Castillo would show up on the set without a script, recalls Mendoza, who would have to scramble to find the needed props in whatever godforsaken location they happened to be in, at 2 in the morning.

 

One time Mendoza had to physically intervene between Castillo and the producer, both of whom were armed and threatening to shoot each other.

 

“My experience was my education in filmmaking,” says Mendoza, an advertising major who never attended film school.
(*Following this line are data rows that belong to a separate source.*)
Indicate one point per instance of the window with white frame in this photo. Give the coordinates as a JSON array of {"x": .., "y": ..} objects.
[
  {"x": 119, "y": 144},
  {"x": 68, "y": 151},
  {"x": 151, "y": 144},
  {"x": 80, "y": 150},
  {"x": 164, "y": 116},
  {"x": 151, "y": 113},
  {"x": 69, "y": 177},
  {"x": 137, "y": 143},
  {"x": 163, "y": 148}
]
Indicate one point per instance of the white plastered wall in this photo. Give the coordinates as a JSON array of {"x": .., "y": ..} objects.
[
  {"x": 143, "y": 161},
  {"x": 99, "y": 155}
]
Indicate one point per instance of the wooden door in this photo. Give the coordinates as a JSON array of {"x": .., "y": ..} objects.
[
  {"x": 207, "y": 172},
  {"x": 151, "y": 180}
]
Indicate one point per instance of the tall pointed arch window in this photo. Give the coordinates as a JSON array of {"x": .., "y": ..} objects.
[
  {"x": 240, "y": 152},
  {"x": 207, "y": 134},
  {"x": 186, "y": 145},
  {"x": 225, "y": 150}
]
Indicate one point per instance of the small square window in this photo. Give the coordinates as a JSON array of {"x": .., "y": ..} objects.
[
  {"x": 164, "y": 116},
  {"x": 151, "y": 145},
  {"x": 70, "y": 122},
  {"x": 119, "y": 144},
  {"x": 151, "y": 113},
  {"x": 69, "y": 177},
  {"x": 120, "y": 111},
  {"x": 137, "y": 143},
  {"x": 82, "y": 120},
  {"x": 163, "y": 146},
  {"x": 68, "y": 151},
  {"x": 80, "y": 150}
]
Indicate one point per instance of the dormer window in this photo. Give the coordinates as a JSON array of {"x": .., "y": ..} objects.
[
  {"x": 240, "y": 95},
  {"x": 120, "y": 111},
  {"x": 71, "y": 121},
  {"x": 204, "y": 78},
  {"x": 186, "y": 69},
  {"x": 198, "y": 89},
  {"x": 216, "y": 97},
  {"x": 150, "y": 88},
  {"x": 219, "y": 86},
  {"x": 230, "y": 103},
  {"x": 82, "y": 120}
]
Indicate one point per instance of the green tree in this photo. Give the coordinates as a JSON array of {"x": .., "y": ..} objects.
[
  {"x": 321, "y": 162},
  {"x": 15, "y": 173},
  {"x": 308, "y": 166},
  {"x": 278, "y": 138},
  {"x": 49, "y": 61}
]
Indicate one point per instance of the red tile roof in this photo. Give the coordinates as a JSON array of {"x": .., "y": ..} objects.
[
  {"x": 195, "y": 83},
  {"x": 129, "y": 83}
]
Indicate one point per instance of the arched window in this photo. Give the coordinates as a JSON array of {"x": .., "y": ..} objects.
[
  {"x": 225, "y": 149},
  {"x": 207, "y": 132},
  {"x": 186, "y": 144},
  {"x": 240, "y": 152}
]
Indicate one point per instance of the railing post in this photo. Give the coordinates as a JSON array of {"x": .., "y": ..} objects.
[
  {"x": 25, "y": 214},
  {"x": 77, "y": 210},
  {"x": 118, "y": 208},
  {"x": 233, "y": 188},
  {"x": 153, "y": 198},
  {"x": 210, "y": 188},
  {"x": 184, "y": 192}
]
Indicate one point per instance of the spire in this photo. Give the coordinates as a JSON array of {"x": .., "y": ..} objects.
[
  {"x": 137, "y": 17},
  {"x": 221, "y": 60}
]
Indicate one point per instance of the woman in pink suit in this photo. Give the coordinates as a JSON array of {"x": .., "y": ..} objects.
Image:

He had wanted to direct since he was 22, but the high cost of 35mm film stock kept him from realizing his dream.

 

It was only with the advent of digital video in the last 10 years that he was finally able to make the independent films that have won him accolades and, arguably, made him the most recognizable face of Philippine cinema in the international festival circuit.

 

Crispy Flying Tilapia
Crispy Flying Tilapia

 

Prosaic origins

 

One of Mendoza’s forebears, Ishmael Bernal, also opened a couple of artist’s cafés—When It’s A Grey November in Your Soul in Malate during the swinging ’60s, and Kasalo in Quezon City in the early ’90s until his untimely death.

 

The Filmfest Café and Restaurant, however, has more prosaic origins. Mendoza and his crew got tired of having to order takeout after long production meetings or film editing sessions. They also needed a place to unwind and decompress after a long day’s shoot.

 

At the same time, Centerstage Productions has also become a de facto film education resource for students, with regular film production workshops and screenings.

 

“In the different film festivals I’ve attended, there’s usually a place like this where artists and filmmakers can meet and eat, drink, have coffee and discuss films,” says Mendoza.

 

Filmfest Café is designed to be that kind of congenial spot.

 

RESTAURANT interiors
RESTAURANT interiors

 

The fatal flaw in most “artist’s cafés” is the often indifferent food, whose main purpose is usually just to buffer the patrons’ insides against the expected prodigious alcohol consumption.

 

In contrast, the Filmfest Café offers real food—the Kapampangan in Mendoza wouldn’t have it any other way.

 

“Dito, kakain ka talaga,” he says. “Pero pupunta ka rito hindi lang para kumain. You can take your time, relax, have coffee or drink.”

 

The Filmfest Café and Restaurant, 947 Busilak St., Barangka Drive, Mandaluyong City; open Mondays to Saturdays, 3 p.m.-1 a.m.